The results of the analysis were striking.
When assessed using the "gender inclusive depression scale" that
included widely recognized depressive symptoms such as sadness and
hopelessness as well as symptoms commonly seen in men, 30.6% of men and
33.3% of women were found to have experienced a depressive episode at
some point in their lives. In research terms, that gap between men and
women was so narrow it may have been a statistical fluke.
And when the subjects were evaluated with the "male symptoms scale,"
26.3% of men and 21.9% of women were said to have experienced a major
depressive episode in their lifetimes. That difference was large enough
that it could not be due to chance, the researchers reported.
"Everything we think we know about depression is a reflection of how we defined it to begin with," Leuchter said.
That bias, he added, may have fostered the perception that depression
is predominantly a "woman's disease" — and that men don't need
treatment for emotional suffering.
Sigmund Freud, the father of psychiatry, portrayed depression as rage
turned inward. But for many men today, depression's rage appears not so
much directed at oneself as it is spat outward — at spouses, co-workers
and friends.
While women may not feel shame in acknowledging their sadness and
sagging self-esteem, mental health experts find that depressed men often
respond to such feelings with actions that look like their opposite:
They bluster and bully. They throw themselves into harm's way. They numb
themselves with sex, drugs and endless workdays.
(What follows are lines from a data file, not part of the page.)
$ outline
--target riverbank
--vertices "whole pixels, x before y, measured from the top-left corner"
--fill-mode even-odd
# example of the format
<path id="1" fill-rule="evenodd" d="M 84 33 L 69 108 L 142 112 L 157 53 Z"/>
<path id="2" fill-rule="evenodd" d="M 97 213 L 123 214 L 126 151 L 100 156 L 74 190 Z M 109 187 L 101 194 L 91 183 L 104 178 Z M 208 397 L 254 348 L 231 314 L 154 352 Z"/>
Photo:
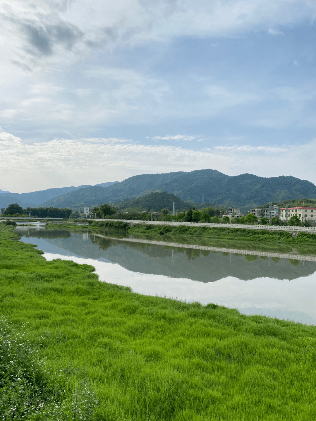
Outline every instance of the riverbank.
<path id="1" fill-rule="evenodd" d="M 90 419 L 315 418 L 314 326 L 135 294 L 0 225 L 0 311 L 27 322 L 66 401 L 91 383 Z"/>

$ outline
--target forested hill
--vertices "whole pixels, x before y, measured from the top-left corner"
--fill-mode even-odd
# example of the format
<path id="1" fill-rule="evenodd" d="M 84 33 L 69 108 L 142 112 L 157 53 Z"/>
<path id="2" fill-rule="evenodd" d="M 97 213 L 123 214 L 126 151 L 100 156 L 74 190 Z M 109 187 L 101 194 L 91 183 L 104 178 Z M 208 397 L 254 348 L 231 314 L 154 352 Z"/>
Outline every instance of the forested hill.
<path id="1" fill-rule="evenodd" d="M 189 173 L 134 176 L 121 183 L 102 188 L 80 189 L 49 200 L 42 205 L 78 208 L 101 203 L 114 203 L 127 197 L 134 198 L 157 190 L 173 193 L 183 200 L 201 203 L 204 201 L 225 206 L 248 208 L 270 201 L 308 197 L 316 199 L 316 186 L 292 176 L 258 177 L 252 174 L 230 176 L 215 170 L 199 170 Z"/>
<path id="2" fill-rule="evenodd" d="M 155 210 L 160 212 L 162 209 L 167 208 L 172 210 L 173 203 L 175 202 L 175 209 L 176 210 L 187 210 L 194 204 L 189 202 L 184 202 L 172 193 L 155 192 L 146 196 L 133 199 L 131 200 L 125 200 L 120 203 L 116 204 L 115 206 L 120 210 L 133 208 L 139 208 L 140 210 Z"/>
<path id="3" fill-rule="evenodd" d="M 96 184 L 96 185 L 101 186 L 102 187 L 108 187 L 112 184 L 118 182 L 118 181 L 109 181 L 107 183 L 101 183 L 101 184 Z M 5 193 L 4 192 L 0 195 L 0 199 L 2 198 L 5 202 L 5 200 L 3 198 L 10 197 L 11 198 L 12 197 L 15 198 L 15 200 L 13 200 L 13 202 L 19 203 L 19 204 L 21 203 L 23 203 L 24 204 L 27 204 L 28 206 L 32 204 L 40 205 L 41 203 L 46 202 L 51 199 L 53 199 L 54 197 L 66 195 L 70 192 L 74 192 L 80 189 L 83 189 L 90 186 L 91 184 L 85 184 L 77 187 L 72 186 L 70 187 L 47 189 L 46 190 L 40 190 L 37 192 L 31 192 L 29 193 Z M 0 192 L 1 191 L 0 191 Z M 12 201 L 10 203 L 12 203 Z M 26 207 L 26 206 L 24 207 Z"/>

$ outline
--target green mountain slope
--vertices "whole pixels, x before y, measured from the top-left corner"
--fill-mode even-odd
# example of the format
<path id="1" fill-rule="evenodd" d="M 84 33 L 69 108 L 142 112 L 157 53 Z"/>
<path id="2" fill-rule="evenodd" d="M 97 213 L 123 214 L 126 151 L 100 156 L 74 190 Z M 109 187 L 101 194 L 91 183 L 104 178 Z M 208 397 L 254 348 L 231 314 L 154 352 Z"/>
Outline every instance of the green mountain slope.
<path id="1" fill-rule="evenodd" d="M 134 176 L 106 189 L 92 186 L 72 192 L 42 204 L 42 206 L 77 208 L 86 205 L 114 203 L 127 197 L 135 198 L 157 190 L 172 193 L 183 200 L 201 203 L 235 206 L 243 208 L 270 201 L 308 197 L 316 199 L 316 186 L 292 176 L 258 177 L 252 174 L 230 176 L 215 170 L 189 173 Z"/>
<path id="2" fill-rule="evenodd" d="M 155 192 L 146 196 L 142 196 L 131 200 L 125 200 L 118 204 L 116 204 L 118 212 L 121 209 L 131 208 L 140 208 L 148 210 L 155 210 L 160 212 L 162 209 L 167 208 L 172 210 L 173 203 L 175 202 L 175 210 L 187 210 L 194 204 L 189 202 L 181 200 L 172 193 L 164 192 Z"/>

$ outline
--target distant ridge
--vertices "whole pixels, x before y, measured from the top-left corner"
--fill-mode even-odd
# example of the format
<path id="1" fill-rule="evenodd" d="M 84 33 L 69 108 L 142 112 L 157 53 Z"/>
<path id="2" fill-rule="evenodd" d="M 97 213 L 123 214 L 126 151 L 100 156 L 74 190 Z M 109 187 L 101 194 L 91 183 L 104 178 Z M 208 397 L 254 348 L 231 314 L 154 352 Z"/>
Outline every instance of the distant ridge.
<path id="1" fill-rule="evenodd" d="M 316 199 L 316 186 L 291 176 L 263 177 L 246 173 L 229 176 L 216 170 L 206 169 L 134 176 L 105 189 L 93 186 L 70 192 L 42 205 L 78 209 L 85 205 L 117 203 L 157 191 L 172 193 L 186 202 L 202 204 L 203 201 L 244 210 L 271 201 Z"/>
<path id="2" fill-rule="evenodd" d="M 114 181 L 114 183 L 118 183 L 118 181 Z M 107 183 L 102 183 L 98 186 L 101 186 L 103 187 L 107 187 L 113 184 L 112 181 Z M 71 187 L 63 187 L 53 189 L 47 189 L 46 190 L 40 190 L 37 192 L 31 192 L 30 193 L 8 193 L 3 192 L 1 193 L 2 190 L 0 191 L 1 196 L 0 197 L 10 196 L 11 198 L 15 198 L 15 201 L 10 203 L 18 203 L 19 200 L 24 203 L 27 203 L 28 206 L 32 205 L 40 205 L 43 202 L 46 202 L 54 197 L 62 196 L 70 192 L 75 191 L 80 189 L 84 189 L 91 187 L 91 184 L 83 184 L 75 187 L 73 186 Z M 9 204 L 10 204 L 10 203 Z M 19 203 L 20 204 L 20 203 Z M 22 206 L 21 205 L 20 206 Z M 2 207 L 3 207 L 2 206 Z"/>

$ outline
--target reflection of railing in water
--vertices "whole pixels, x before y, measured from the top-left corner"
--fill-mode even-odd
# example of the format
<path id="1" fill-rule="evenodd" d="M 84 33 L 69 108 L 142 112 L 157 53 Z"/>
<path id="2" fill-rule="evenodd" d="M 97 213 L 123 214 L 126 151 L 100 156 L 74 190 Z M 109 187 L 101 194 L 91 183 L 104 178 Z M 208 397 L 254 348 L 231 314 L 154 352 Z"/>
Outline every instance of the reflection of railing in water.
<path id="1" fill-rule="evenodd" d="M 224 248 L 223 247 L 209 247 L 206 245 L 197 245 L 195 244 L 181 244 L 178 242 L 166 242 L 164 241 L 155 241 L 142 240 L 138 238 L 116 238 L 115 237 L 106 237 L 101 234 L 93 234 L 96 237 L 109 238 L 119 241 L 127 242 L 141 242 L 146 244 L 156 244 L 158 245 L 167 245 L 171 247 L 179 247 L 181 248 L 195 248 L 200 250 L 209 250 L 210 251 L 220 251 L 223 253 L 238 253 L 248 254 L 253 256 L 262 256 L 265 257 L 277 257 L 281 259 L 293 259 L 296 260 L 307 260 L 308 261 L 316 261 L 316 256 L 304 256 L 300 254 L 289 254 L 284 253 L 272 253 L 266 251 L 255 251 L 252 250 L 240 250 L 237 248 Z"/>
<path id="2" fill-rule="evenodd" d="M 93 221 L 118 221 L 126 222 L 133 226 L 135 224 L 159 225 L 185 225 L 186 226 L 208 226 L 212 228 L 240 228 L 242 229 L 258 229 L 259 231 L 296 231 L 300 232 L 316 233 L 316 226 L 289 226 L 287 225 L 251 225 L 236 224 L 212 224 L 209 222 L 179 222 L 167 221 L 141 221 L 137 219 L 93 219 Z"/>

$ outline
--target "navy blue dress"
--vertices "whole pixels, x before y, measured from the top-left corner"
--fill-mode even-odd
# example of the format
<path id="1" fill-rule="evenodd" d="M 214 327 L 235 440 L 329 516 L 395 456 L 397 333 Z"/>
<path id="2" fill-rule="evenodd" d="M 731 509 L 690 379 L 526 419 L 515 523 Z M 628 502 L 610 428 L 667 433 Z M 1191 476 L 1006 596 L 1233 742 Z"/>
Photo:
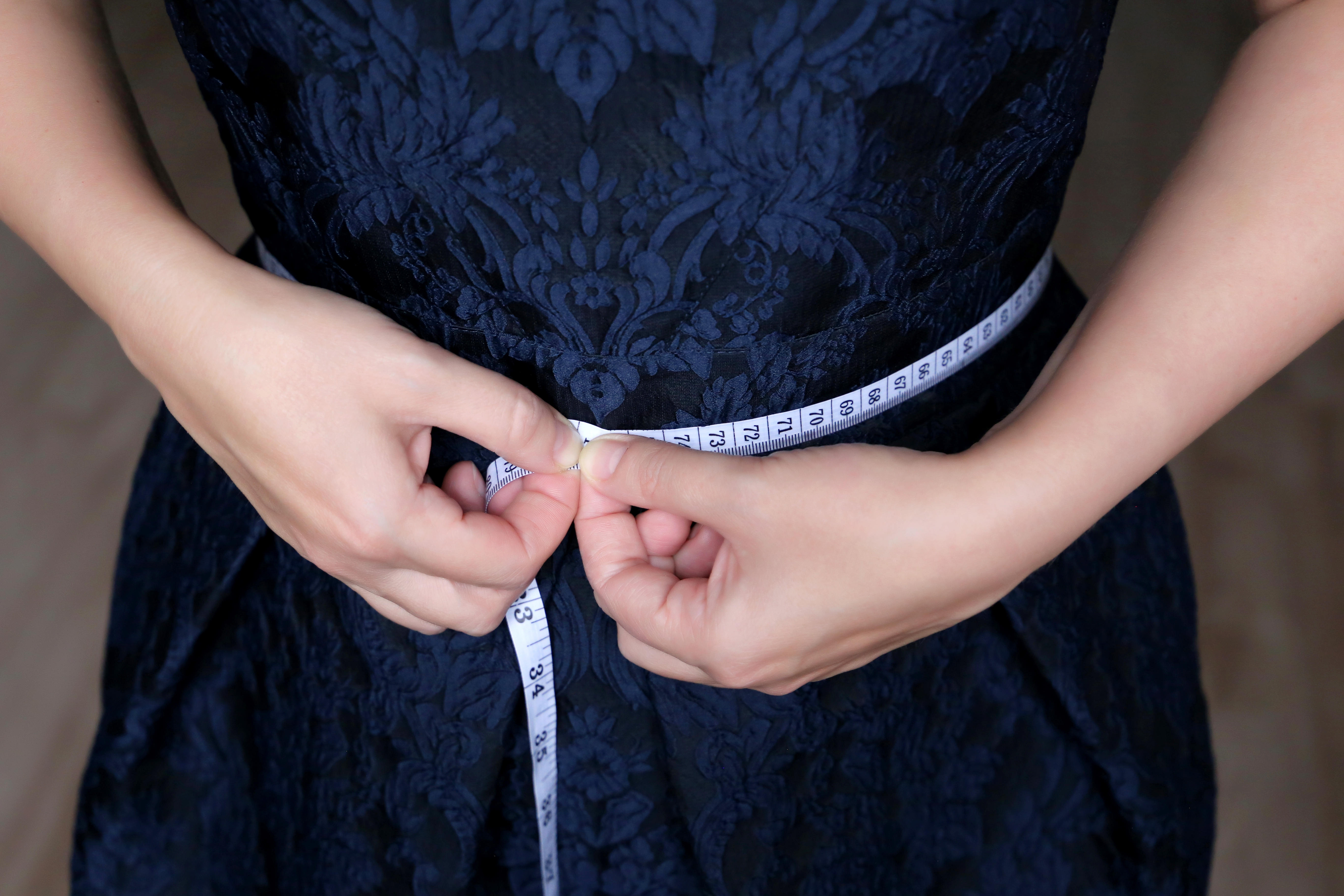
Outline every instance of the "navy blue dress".
<path id="1" fill-rule="evenodd" d="M 1003 302 L 1047 246 L 1113 0 L 169 0 L 298 279 L 607 427 L 778 412 Z M 254 250 L 245 249 L 246 253 Z M 833 437 L 957 451 L 1082 297 Z M 437 433 L 431 476 L 478 446 Z M 1200 893 L 1212 760 L 1165 474 L 995 607 L 782 697 L 626 662 L 573 536 L 567 895 Z M 160 414 L 74 892 L 539 893 L 504 627 L 426 637 Z"/>

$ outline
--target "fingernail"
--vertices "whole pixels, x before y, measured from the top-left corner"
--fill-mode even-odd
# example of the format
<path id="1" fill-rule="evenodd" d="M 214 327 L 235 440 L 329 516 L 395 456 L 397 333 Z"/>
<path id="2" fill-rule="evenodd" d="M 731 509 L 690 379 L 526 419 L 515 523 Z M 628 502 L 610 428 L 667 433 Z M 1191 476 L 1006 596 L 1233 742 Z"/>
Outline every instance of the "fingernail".
<path id="1" fill-rule="evenodd" d="M 555 462 L 559 463 L 562 470 L 567 470 L 579 462 L 583 439 L 579 438 L 579 431 L 574 429 L 574 424 L 563 414 L 556 411 L 555 416 L 560 420 L 560 426 L 555 433 Z"/>
<path id="2" fill-rule="evenodd" d="M 601 435 L 583 446 L 579 469 L 594 480 L 609 480 L 628 447 L 630 447 L 629 435 Z"/>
If the emotional pain of many men is to be understood for what it is,
depression's definition should be expanded to include these
"externalizing" symptoms — the opposite of "internalizing" symptoms that
have long defined depression, some mental health professionals argue.
"These findings could lead to important changes in the way depression
is conceptualized and measured," the study authors concluded.
If psychiatrists update their official diagnostic criteria to reflect
these gender differences, that would be only a first step, Leuchter
said.
Doctors, including primary care physicians who now diagnose most
depression, would have to be educated to look for an expanded set of
symptoms, he said. Researchers would not only need to understand how
seemingly separate diseases such as substance abuse and depression
relate to each other, they would also need to assess whether the
treatments currently available — antidepressants and talk therapy —
would help men with these symptoms, he said.
For men as well as women, the checklists now in wide use to diagnose
depression may fail to capture the experience and language of the
emotional distress they feel, said study leader Lisa Martin, a health
policy studies professor at the University of Michigan.